The control lines, one per 8bit lane, indicate if the associated lanes contain data or control and help to identify the start/stop of the packet and indicate when IPG or Ordered Set control data is present. Unlike 10G, data is always assumed to be byte aligned which helps make the PCS a little less complicated (unless your build a 4×10G / 40G Ethernet MAC!)

XLAUI/CAUI – The PCS and its new function the MLD
(100/40Ge PCS proposal :
http://www.ieee802.org/3/ba/public/may08/gustlin_01_0508.pdf)

The XLGMII (and CGMII) provides the interface to the PCS block, sometimes referred to as the PCS/MLD block (technically the MLD is just a function inside the PCS). In the transmit direction the first stage is the 64b to 66b encoding where the information in the outband control/data lines is turned into a 2bit sync header and, if a control word is present, a block type field which resides in the first byte of the 64bit payload. The 64bit payload is then scrambled with the standard 1+ X^39+X^58 and the 2bit sync header added to make a 66bit block.

Upto this point it has been the same as serial 10G Ethernet and if the optical link were serial the data could have been passed straight away to the PMA function, however to pass over the multi 10G serial interface of the XLAUI and CAUI the data needs the help of the MLD block (Multi Lane Distribution) that maps the data into Virtual Lanes (VL’s) so it can pass over the 4×10G XLAUI and 10×10G CAUI. For the XLAUI, the number VL’s is 4 and corresponds to both the number of 10G channels in the XLAUI and the 4 channels of the PMA for 40GBase-xR4. The CAUI however has 20 VL’s! the reason for that will be explained later.

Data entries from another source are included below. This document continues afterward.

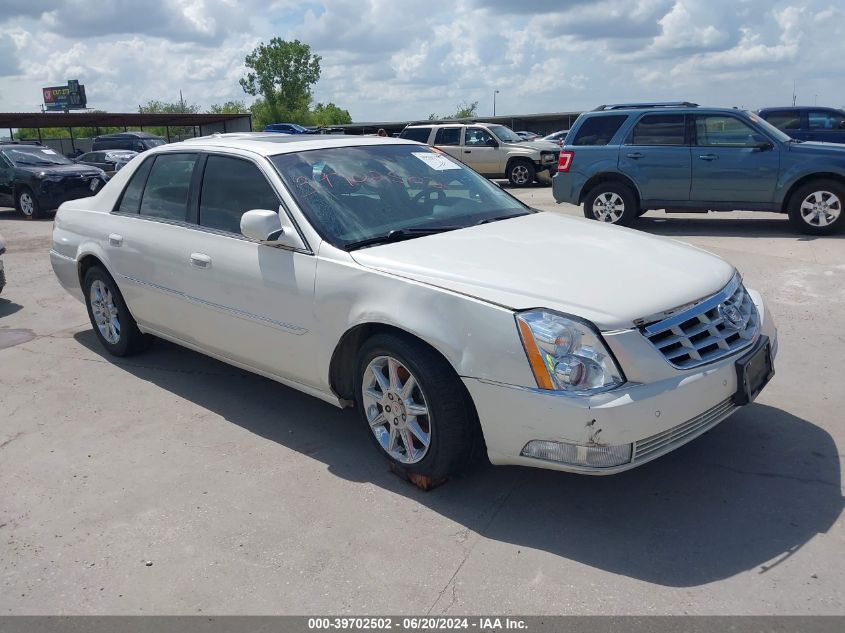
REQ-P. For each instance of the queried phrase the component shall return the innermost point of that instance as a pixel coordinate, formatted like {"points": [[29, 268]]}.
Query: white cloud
{"points": [[383, 59]]}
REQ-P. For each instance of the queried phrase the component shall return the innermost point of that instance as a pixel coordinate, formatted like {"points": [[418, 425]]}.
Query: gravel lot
{"points": [[248, 497]]}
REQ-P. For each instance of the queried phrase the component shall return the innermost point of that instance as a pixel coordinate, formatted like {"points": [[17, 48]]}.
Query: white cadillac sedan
{"points": [[381, 274]]}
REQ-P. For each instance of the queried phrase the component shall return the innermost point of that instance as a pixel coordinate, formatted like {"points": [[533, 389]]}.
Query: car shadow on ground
{"points": [[745, 496], [710, 225]]}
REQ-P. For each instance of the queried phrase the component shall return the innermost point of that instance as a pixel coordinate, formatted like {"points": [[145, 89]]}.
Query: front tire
{"points": [[414, 406], [27, 204], [110, 318], [521, 173], [611, 202], [816, 208]]}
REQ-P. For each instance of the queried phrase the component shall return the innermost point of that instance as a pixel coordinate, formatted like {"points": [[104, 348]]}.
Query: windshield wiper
{"points": [[398, 235]]}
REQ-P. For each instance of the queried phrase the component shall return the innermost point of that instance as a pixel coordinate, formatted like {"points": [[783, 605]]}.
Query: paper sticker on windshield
{"points": [[437, 162]]}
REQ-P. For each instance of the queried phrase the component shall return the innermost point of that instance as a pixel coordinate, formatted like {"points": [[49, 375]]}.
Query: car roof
{"points": [[269, 144]]}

Assuming a 40G Ethernet link, the transmit path of the MLD is as follows; The data is transmitted by sending 64/66b code words on each lane in a round robin fashion, this basically means there are four 64/66B codes words being sent at the same time, one code word per phyiscal link (just like XAUI) . In order to keep alignment a 64/66b alignment word is sent simultaneously in each VL every 16384 66b blocks. Unlike the XAUI were the /A/ code is only sent in the IPG the MLD alignment 66b word can be sent in the middle of the payload so it needs to be removed by the MLD function in the receiver before the 64/66b decoding. The four VL’s are then passed to four separate SERDES which each produce a 10.3125Gbps serial signal giving us the transmit XLAUI interface. The receive path is pretty much the reverse but with the need to perform 64/66b block alignment on each of the physical lanes of the XLAUI, to detect (and delete) the alignment word in each VL and to finally buffer the data on each VL so that the received 64/66b blocks are re-aligned so they can be decoded and passed to the XLGMII interface.

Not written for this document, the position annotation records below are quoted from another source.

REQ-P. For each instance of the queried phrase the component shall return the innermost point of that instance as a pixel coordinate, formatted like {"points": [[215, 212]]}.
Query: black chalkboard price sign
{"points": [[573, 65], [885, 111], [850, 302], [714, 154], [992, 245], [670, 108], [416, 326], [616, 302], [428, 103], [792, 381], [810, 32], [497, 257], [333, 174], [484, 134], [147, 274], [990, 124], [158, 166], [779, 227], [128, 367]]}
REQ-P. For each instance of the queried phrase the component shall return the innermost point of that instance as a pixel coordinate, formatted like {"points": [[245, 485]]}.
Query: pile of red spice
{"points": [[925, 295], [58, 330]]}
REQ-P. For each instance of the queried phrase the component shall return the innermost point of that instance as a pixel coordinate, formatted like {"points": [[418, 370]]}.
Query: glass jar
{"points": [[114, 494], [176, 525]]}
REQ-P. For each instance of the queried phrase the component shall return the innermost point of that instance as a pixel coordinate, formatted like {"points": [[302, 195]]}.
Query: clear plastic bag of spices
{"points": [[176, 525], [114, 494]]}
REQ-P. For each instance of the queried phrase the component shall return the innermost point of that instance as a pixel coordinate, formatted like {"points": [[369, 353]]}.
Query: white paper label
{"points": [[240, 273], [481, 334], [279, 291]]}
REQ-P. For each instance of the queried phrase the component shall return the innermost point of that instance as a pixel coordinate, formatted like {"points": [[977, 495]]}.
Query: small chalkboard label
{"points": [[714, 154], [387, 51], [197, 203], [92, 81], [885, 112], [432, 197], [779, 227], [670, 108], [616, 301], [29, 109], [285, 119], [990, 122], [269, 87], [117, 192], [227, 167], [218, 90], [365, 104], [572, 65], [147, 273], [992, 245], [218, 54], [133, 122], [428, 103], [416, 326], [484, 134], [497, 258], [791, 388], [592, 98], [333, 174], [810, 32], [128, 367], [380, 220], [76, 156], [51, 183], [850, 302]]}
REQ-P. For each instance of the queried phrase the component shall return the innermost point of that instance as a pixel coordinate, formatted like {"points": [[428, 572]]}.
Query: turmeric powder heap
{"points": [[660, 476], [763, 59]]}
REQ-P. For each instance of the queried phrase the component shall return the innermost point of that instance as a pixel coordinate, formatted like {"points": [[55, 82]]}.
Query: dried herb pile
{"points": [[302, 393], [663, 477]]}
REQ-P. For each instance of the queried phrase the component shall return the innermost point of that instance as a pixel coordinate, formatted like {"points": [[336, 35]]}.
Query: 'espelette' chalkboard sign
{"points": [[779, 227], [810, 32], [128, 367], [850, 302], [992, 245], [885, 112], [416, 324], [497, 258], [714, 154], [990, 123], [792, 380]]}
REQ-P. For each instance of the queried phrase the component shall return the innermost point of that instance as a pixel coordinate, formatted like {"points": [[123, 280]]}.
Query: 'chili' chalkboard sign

The process for the CAUI is identical apart from the fact that there are 20 VL’s. This is due to the fact that whilst the CAUI is 10bits the PMA service layer can be either ten (100GBase-SR10) or four (100GBase-LR4). The lowest common dividable number for 10 and 4 is 20, hence 20VL’s for 100G.

Available implementations from Sarance Technologies and MorethanIP
OK first point; this is not a competitive analysis and we think it’s fantastic that these two companies have invested their time and resources in producing pre-standard building blocks to help 40/100G Ethernet hit the ground running.

Sarance Technologies is based in Ottowa,Canada and along with their 40/100G FPGA IP Core also provide FPGA IP for the 120G Interlaken interface as well as Core for Classification and Traffic Management.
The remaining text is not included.